Technology has become an inseparable part of our everyday life. 90 percent of data was created in the last two years and the consumer expectations keep growing each year. As tech companies can’t keep up with the paste, they rely more on learning algorithms to make things easier. These technologies are often associated with artificial intelligence, machine learning, deep learning, and neural networks, whether through search engines, object recognition in photos on your social media feed, or voice controlled ‘smart’ assistants. Still, there is some confusion about what these terms mean and their differences. In this blog post, you will find an easily digestible definition of the three terms that will likely help you how to differentiate between in a better fashion.
Machine Learning
Machine Learning (ML)– is considered a branch of artificial intelligence (AI) and computer science devoted to understanding and building methods that leverage data to improve performance on some tasks, which may be described as learning. Via data and algorithms, it can imitate how humans learn, gradually improving its accuracy. It focuses on training machines on historical data to process future inputs based on learned patterns. Based on the training data, machine learning algorithms then build a model to predict or make decisions without explicit programming, meaning without manually written instructions for a system to do an action. A subset of machine learning is closely related to computational statistics, which focuses on making predictions using computers, but not all machine learning is statistical learning.
Use cases: Machine learning algorithms are used in various applications, such as in medicine, e-mail filtering, speech recognition, and computer vision, where it is difficult to develop conventional algorithms to perform the needed tasks.
Acceleration of digital initiatives
Neural Networks: Also known as artificial neural networks (ANNs), are a subcategory of machine learning. Loosely based on how neurons signal each other within the human brain, the neural net consists of multiple (up to millions) processing nodes that are densely interconnected and organized into node layers.

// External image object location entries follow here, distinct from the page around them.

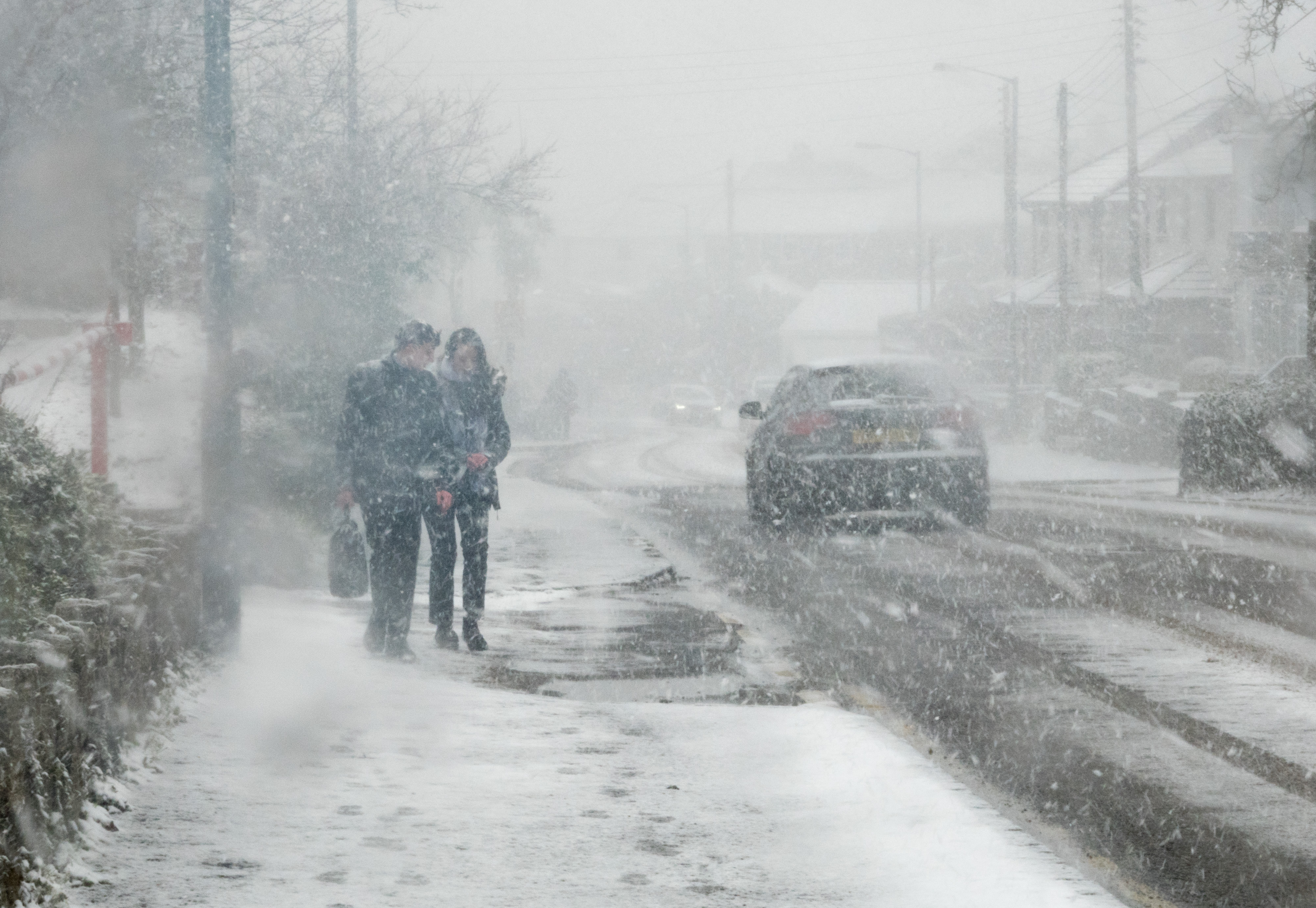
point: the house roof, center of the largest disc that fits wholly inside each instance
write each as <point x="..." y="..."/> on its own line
<point x="1189" y="277"/>
<point x="1106" y="178"/>
<point x="1213" y="157"/>
<point x="852" y="307"/>
<point x="1043" y="290"/>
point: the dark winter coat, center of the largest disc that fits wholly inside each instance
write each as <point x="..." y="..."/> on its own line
<point x="474" y="420"/>
<point x="393" y="439"/>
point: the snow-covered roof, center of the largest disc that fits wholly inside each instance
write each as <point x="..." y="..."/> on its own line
<point x="1106" y="178"/>
<point x="797" y="212"/>
<point x="1189" y="277"/>
<point x="852" y="307"/>
<point x="1210" y="158"/>
<point x="1043" y="290"/>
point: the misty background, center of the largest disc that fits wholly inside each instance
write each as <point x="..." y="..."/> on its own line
<point x="568" y="179"/>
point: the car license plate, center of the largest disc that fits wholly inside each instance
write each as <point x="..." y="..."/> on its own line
<point x="884" y="437"/>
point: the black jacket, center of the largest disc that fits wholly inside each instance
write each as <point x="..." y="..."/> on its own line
<point x="474" y="420"/>
<point x="393" y="440"/>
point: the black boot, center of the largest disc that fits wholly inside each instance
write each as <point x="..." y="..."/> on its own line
<point x="374" y="639"/>
<point x="397" y="648"/>
<point x="445" y="637"/>
<point x="473" y="636"/>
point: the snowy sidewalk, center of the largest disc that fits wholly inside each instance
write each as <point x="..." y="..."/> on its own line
<point x="311" y="774"/>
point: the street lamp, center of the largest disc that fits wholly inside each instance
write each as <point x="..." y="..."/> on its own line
<point x="918" y="203"/>
<point x="1010" y="89"/>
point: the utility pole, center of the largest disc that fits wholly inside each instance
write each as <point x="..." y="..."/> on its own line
<point x="352" y="75"/>
<point x="1010" y="108"/>
<point x="731" y="231"/>
<point x="1131" y="110"/>
<point x="1063" y="218"/>
<point x="222" y="595"/>
<point x="918" y="219"/>
<point x="932" y="274"/>
<point x="1311" y="291"/>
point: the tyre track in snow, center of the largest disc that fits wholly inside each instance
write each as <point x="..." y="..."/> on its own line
<point x="1128" y="776"/>
<point x="1011" y="651"/>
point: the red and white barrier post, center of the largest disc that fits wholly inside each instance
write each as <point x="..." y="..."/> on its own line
<point x="119" y="333"/>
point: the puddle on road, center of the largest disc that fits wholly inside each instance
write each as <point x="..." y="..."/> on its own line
<point x="634" y="645"/>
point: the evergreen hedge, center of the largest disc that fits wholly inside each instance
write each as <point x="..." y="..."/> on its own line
<point x="57" y="523"/>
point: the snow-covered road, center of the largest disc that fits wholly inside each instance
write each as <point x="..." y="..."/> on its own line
<point x="310" y="774"/>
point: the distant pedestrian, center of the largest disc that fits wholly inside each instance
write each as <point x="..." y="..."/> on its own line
<point x="472" y="395"/>
<point x="560" y="406"/>
<point x="390" y="436"/>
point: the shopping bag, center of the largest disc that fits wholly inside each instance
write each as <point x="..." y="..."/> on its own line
<point x="349" y="574"/>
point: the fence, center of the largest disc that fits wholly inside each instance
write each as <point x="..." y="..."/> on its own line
<point x="97" y="339"/>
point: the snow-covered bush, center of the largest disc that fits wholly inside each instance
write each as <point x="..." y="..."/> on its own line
<point x="1255" y="436"/>
<point x="56" y="524"/>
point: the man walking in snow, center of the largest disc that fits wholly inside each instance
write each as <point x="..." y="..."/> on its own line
<point x="394" y="458"/>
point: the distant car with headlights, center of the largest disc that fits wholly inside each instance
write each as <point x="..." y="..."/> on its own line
<point x="690" y="404"/>
<point x="881" y="436"/>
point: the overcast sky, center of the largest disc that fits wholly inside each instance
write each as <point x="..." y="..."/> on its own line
<point x="648" y="99"/>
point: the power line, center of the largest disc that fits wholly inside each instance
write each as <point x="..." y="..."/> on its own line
<point x="906" y="74"/>
<point x="751" y="50"/>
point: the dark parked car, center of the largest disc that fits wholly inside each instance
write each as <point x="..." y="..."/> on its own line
<point x="688" y="403"/>
<point x="877" y="436"/>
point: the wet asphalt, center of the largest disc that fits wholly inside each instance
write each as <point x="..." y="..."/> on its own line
<point x="1092" y="665"/>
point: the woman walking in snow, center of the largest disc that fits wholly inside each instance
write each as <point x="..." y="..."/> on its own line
<point x="472" y="402"/>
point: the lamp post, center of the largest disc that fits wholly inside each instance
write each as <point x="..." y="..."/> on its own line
<point x="918" y="203"/>
<point x="222" y="419"/>
<point x="1010" y="94"/>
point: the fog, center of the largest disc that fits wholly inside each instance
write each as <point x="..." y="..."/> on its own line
<point x="624" y="453"/>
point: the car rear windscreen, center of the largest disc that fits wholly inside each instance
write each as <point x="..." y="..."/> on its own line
<point x="692" y="394"/>
<point x="878" y="383"/>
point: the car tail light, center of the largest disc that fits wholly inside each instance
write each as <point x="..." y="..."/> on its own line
<point x="806" y="424"/>
<point x="959" y="418"/>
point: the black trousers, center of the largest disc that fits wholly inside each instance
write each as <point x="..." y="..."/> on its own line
<point x="473" y="519"/>
<point x="393" y="532"/>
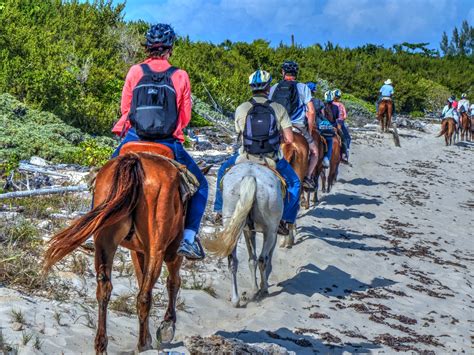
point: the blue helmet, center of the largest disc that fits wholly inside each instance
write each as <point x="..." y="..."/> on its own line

Each network is built off an input layer, at least one hidden layer, and an output layer. An individual node might be connected to several nodes in the layer beneath it, from which it receives data, and several nodes in the layer above it, to which it sends data. Just like in the human brain, signals travel from the input layer to the last layer (the output layer), possibly after traversing the layers multiple times.
The “signal” at a connection is a real number, and the output of each neuron is computed by some non-linear function of the sum of its inputs. The connections are called edges. Neurons and edges typically have a weight that adjusts as learning proceeds. The weight increases or decreases the strength of the signal at a connection. Neurons may have a threshold such that a signal is sent only if the aggregate signal crosses that threshold. Typically, neurons are aggregated into layers. Different layers may perform different transformations on their inputs.
A huge volume of information needs to feed to the ANNs in order for them to learn. For example, if your goal is to teach Artificial Neural Network to differentiate between two objects (A and B), the training set (the initial information the ANNs learn on) would need to contain thousands of images tagged as ‘object A’ so the network could start learning. Once it has been trained with enough volume of data, it will try to classify future inputs based on what it thinks it’s seeing (or hearing, depending on the data set) throughout the different units. During the training period, the machine’s output is compared to the description provided by humans. The machine is validated when the human description and what the machine thinks it observes overlap. If it’s incorrect, it goes back through the layers to adjust the mathematical equation.
Use cases: Vehicle control, trajectory prediction, process control, general game playing, pattern recognition, radar systems, face identification, signal classification, object recognition and more, gesture, speech, handwritten and printed text recognition, automated trading systems), machine translation, social network filtering, e-mail spam filtering and more.
Artificial Intelligence
is the broadest term of the three; it refers to a part of computer science that aims to make machines think and act the way humans do, which includes complex tasks such as observing, learning, planning, and making decisions for problem-solving. It is also used to predict, automate, and optimize tasks that humans have historically done, such as speech and facial recognition, decision making, and translation.
Use cases: Advanced web search engines, recommendation systems, speech recognition such as Siri and Alexa, self-driving cars, automated decision-making, strategic games like chess, and more.
How do artificial intelligence, machine learning, and neural networks overlap?
Machine learning is a part of artificial intelligence. Deep learning is a subfield of machine learning, and neural networks are the core of deep learning algorithms. The number of node layers, or depth, of neural networks is what distinguishes a single neural network from a deep learning algorithm.